THE European Commission should adopt a system of internal billing to make operational departments more aware of the costs when they ask for support from the legal, translation and other back-up services, according to a new internal report.

The recommendation is contained in a wide-ranging study, Designing Tomorrow's Commission which draws together the findings of an 18-month screening exercise dubbed 'Decode'.

The report reveals that more than 30,000 people, including outsiders on temporary contracts, now work full-time for the Commission in one capacity or another - almost double the usual estimates.

The exercise, which identified both good and bad practices in the Commission, was launched in October 1997 to help restructure the organisation to cope with its new responsibilities under the Amsterdam Treaty and prepare for EU enlargement.

It has since assumed even greater political importance following the highly critical report earlier this year by the committee of 'wise men' on the Commis-sion's management style.

"It is a kind of tool box of ideas, facts and figures and Romano Prodi has already used some of them when he announced his reorganisation of the Commission last week," said Graham Avery, the inspector-general whose department coordinated the mammoth task.

"This is not a response to the experts' report, but the Commission needs to have a more serious discussion on its priorities.
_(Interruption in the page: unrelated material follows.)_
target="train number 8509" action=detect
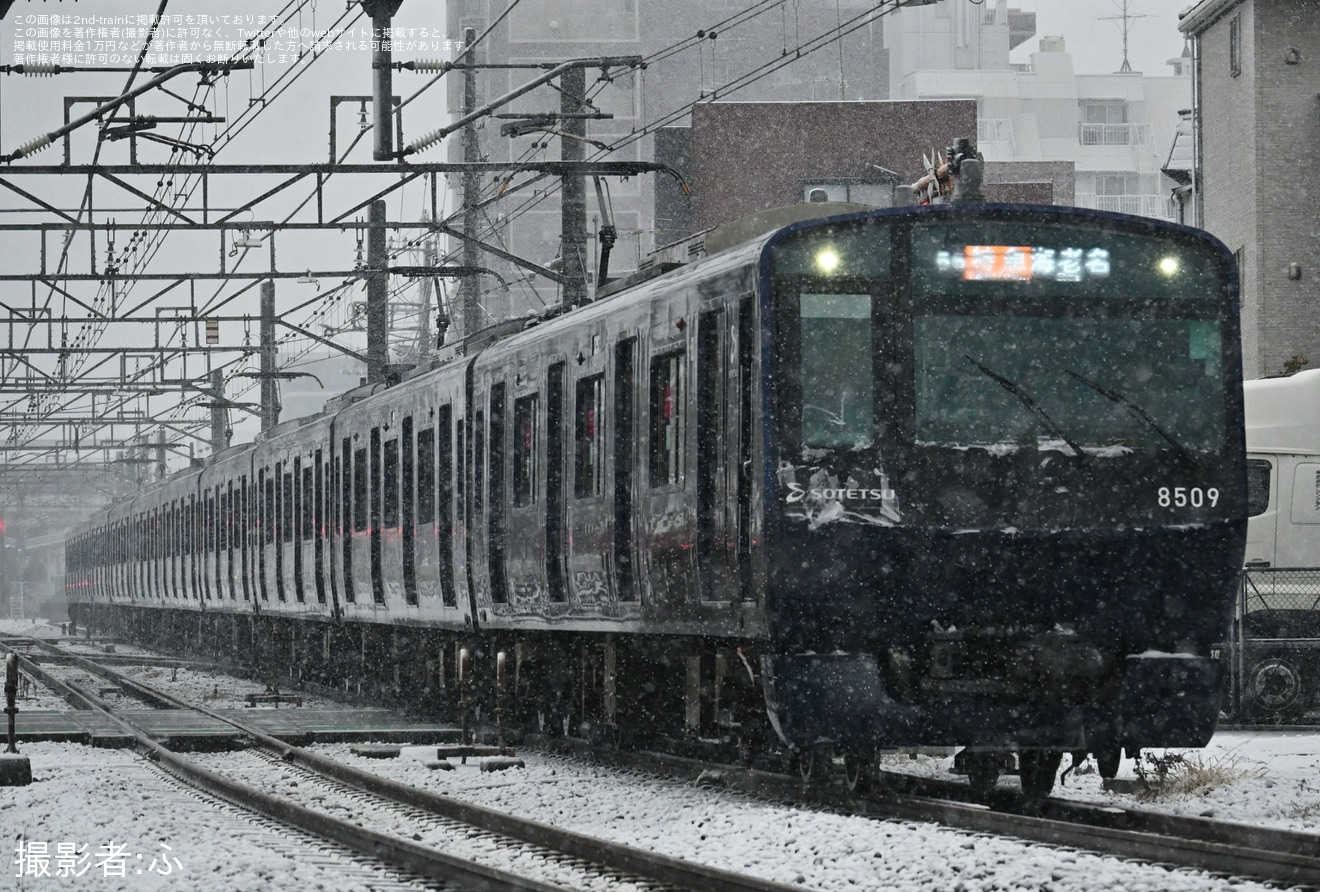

We need a process of change, but this should be properly managed."

The 12 teams of senior officials involved in the exercise also stressed the need for departments to determine positive and negative priorities. "This may lead to the conclusion that some activities should be reduced, abandoned or organised differently," states the report. "In operational terms, there is a need for a more structured approach by the College, in collaboration with senior management, in order to enable its political guidelines to be translated into the work programmes of the departments."

Attention is also drawn to the need for far more rigorous performance management, with less emphasis on measuring how much work goes into a project and more on what it actually achieves.

One area clearly ripe for such scrutiny is project management, with an estimated 100,000 projects swallowing up 13% of the Commission's budget and more than 10% of its staff resources.